# Bike trailer on a carbon roadie



## Mark1978 (15 Jul 2014)

May well be a stupid question (but theres no such thing as a stupid question right??), but is there any reason why I cant mount a kids bike trailer such as this one to a carbon road bike

http://www.halfords.com/cycling/acc...lers/halfords-single-buggy-child-bike-trailer.

I might consider flat pedals when riding as i wouldnt fancy a clipless moment with it on the back.


----------



## ianrauk (15 Jul 2014)

I would advise against it. That trailer attaches to the QR of the rear wheel. And the strap wraps around one of the stays. When turning with the trailer it will pull the chainstay and seatstay in a different direction from what they were designed. OK the wheel axle and wheel should dissipate some of the pulling force but I wouldn't want to try with a carbon bike. Your body weight plus the trailer plus the kiddie, that's a lot of force. 
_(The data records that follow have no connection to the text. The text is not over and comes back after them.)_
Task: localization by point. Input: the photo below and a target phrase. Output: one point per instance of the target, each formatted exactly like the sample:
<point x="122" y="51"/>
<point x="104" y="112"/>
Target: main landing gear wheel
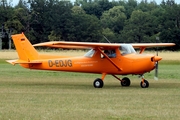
<point x="125" y="81"/>
<point x="98" y="83"/>
<point x="145" y="84"/>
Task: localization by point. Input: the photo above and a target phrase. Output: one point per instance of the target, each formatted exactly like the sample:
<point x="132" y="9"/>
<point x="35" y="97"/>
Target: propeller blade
<point x="156" y="72"/>
<point x="156" y="67"/>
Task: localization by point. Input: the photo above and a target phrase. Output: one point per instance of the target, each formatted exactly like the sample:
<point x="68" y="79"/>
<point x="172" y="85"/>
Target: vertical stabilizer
<point x="24" y="48"/>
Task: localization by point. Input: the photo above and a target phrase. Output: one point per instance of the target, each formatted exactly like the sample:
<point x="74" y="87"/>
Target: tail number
<point x="60" y="63"/>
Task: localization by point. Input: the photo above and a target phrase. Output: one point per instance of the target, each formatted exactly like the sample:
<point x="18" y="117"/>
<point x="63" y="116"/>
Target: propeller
<point x="156" y="66"/>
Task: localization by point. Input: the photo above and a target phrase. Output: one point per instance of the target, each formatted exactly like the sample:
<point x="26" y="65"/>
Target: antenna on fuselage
<point x="106" y="39"/>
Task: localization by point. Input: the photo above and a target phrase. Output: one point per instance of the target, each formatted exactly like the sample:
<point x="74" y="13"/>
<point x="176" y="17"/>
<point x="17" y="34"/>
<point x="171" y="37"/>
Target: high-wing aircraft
<point x="102" y="58"/>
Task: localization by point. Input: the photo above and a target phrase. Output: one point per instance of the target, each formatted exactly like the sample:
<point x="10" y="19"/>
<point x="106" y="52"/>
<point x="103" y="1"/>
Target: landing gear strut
<point x="125" y="81"/>
<point x="144" y="83"/>
<point x="98" y="83"/>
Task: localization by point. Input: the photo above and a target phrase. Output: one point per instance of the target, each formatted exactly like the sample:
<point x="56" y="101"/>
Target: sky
<point x="15" y="2"/>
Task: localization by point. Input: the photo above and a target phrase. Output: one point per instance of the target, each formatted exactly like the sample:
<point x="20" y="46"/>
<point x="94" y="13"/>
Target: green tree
<point x="138" y="28"/>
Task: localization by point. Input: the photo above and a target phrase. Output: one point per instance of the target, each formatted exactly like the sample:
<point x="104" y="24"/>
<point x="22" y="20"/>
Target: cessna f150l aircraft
<point x="102" y="58"/>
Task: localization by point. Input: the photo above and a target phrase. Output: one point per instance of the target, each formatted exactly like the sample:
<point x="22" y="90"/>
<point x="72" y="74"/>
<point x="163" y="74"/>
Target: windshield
<point x="90" y="53"/>
<point x="126" y="49"/>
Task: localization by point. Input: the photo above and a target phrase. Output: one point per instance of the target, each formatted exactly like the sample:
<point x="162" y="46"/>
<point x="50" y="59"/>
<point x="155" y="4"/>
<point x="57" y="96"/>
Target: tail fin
<point x="24" y="48"/>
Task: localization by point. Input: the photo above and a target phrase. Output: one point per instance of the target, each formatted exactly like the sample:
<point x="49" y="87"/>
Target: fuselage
<point x="129" y="64"/>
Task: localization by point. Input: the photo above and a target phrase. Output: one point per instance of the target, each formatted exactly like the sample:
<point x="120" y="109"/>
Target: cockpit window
<point x="90" y="53"/>
<point x="126" y="49"/>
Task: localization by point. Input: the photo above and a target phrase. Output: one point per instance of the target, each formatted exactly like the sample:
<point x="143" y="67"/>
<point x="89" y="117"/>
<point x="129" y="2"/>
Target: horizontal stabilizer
<point x="14" y="62"/>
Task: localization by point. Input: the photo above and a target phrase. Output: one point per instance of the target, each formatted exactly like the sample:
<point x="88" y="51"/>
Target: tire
<point x="125" y="82"/>
<point x="145" y="85"/>
<point x="98" y="83"/>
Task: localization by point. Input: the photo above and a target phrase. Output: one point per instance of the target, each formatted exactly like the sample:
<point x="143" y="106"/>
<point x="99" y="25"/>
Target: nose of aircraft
<point x="156" y="58"/>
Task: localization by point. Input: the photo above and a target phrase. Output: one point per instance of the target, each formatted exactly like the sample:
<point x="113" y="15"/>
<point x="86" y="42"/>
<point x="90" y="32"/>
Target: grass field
<point x="46" y="95"/>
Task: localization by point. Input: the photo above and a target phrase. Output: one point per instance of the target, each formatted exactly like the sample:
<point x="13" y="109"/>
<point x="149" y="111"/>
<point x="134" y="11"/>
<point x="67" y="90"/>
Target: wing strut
<point x="110" y="60"/>
<point x="142" y="50"/>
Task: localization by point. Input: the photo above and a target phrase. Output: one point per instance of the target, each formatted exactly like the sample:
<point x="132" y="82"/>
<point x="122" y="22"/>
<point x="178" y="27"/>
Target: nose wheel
<point x="144" y="84"/>
<point x="98" y="83"/>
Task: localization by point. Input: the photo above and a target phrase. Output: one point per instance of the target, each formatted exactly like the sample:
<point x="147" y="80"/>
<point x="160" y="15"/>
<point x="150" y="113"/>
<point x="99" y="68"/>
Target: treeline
<point x="93" y="20"/>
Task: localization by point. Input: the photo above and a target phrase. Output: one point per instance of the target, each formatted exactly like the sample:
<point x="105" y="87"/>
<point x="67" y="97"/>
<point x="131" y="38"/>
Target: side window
<point x="110" y="53"/>
<point x="90" y="53"/>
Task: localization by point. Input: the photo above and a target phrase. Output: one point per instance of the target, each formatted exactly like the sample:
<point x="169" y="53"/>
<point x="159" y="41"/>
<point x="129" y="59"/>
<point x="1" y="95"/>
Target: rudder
<point x="24" y="48"/>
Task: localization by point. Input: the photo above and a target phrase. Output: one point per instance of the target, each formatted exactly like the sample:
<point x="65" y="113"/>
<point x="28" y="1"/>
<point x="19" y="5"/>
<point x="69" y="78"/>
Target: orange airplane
<point x="102" y="58"/>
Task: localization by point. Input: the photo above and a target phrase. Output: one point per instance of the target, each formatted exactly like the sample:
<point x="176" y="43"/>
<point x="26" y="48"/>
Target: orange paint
<point x="103" y="58"/>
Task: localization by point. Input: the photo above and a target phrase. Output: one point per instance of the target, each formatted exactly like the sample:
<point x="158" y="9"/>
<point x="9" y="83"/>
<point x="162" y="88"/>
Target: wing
<point x="87" y="45"/>
<point x="77" y="45"/>
<point x="148" y="45"/>
<point x="143" y="46"/>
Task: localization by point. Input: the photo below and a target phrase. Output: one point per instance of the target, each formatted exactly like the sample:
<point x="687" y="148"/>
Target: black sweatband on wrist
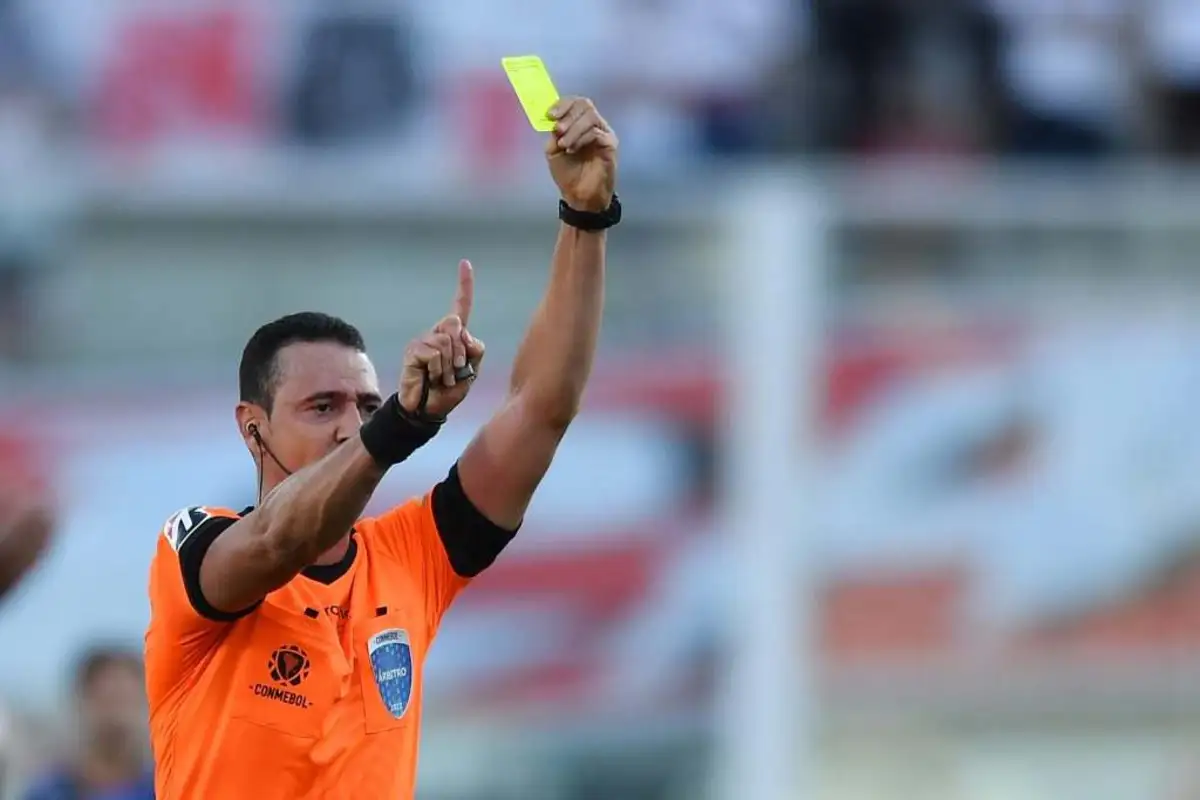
<point x="591" y="220"/>
<point x="391" y="434"/>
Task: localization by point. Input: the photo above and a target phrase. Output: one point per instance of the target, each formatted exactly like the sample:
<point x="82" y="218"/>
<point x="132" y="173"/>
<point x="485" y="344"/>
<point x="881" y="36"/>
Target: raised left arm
<point x="503" y="465"/>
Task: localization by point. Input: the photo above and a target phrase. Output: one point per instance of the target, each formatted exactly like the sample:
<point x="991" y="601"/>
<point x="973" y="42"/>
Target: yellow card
<point x="534" y="89"/>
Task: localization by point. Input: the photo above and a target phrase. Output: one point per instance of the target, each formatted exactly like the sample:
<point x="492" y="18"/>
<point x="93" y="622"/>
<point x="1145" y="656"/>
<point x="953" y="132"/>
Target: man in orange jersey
<point x="286" y="642"/>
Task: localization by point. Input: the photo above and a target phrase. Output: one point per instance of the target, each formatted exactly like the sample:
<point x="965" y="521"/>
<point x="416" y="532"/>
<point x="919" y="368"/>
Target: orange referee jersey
<point x="316" y="692"/>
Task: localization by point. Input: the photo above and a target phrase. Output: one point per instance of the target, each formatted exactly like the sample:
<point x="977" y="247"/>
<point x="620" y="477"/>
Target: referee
<point x="287" y="641"/>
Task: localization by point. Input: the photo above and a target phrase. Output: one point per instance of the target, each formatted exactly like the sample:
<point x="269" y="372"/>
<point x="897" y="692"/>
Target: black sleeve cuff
<point x="472" y="540"/>
<point x="191" y="554"/>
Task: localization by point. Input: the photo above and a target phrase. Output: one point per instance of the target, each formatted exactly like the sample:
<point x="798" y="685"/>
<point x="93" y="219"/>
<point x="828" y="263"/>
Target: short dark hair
<point x="258" y="373"/>
<point x="97" y="659"/>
I pull my kiddies trailer on on Steel or a Alu bike. I wouldn't try with my carbon jobbie.
But maybe others have a different opinion.


----------



## cyberknight (15 Jul 2014)

Carbon has great strength in the directions of stress its designed for , but not generally in other directions so clamping that on might not be the best idea .Might be worth getting a fleabay cheapy for pootling with the family .


----------



## Mark1978 (15 Jul 2014)

That's kinda what i thought unfortunately. Maybe it's time to get the OH a cheap hybrid


----------



## cyberknight (15 Jul 2014)

I use my subway for family riding , kiddie seat on the back and i am looking at a trail gator when mini ck 2 is old enough to ride on her own .


----------



## User482 (16 Jul 2014)

I use a 20-year old steel mtb to tow the trailer - in the unlikely event the frame breaks, I could repair it or at worst I've lost a £100 bike. Much better than trashing my nice carbon fibre road bike...


----------



## Beebo (16 Jul 2014)

I agree with everyone else, dont do it, the frame wont de designed for the forced through the rear hub.
My trailer is pulled by my steel MTB or my alu hybrid, when you pull away you can get quite a noticable jolt.


----------



## Mark1978 (16 Jul 2014)

Getting a Carerra Subway for the missus, she can do all the hard work


----------



## ianrauk (16 Jul 2014)

Mark1978 said:


> Getting a Carerra Subway for the missus, she can do all the hard work




O good choice of bike....
I lent my brother my Subway and he has yet to give it back.... he's had it over 2 years the bast...


----------



## Mark1978 (17 Jul 2014)

We ended up getting her the Pendleton Brooke hybrid. It's a lovely bike to be fair. Same price as the subway (give or take a few quid) and "it's purple" so ticks the one box that the missus had  .


----------



## MisterStan (17 Jul 2014)

The Missus has a Dalby - she's pleased with it.


----------



## Portland2000 (22 Jul 2014)

I can hear the ominous crack sound from here - avoid...


----------



## Mark1978 (22 Jul 2014)

We decided to try the Bobike exclusive on the pendleton brooke. Unfortunately, the steerer tube isnt quite long enough to have the thing mounted and get the stem back on in a way that satisfies me that it's safe. Back to the drawing board on that one, either a rear mounted one or a trailer. I prefer trailer, wife prefer's rear mount.


----------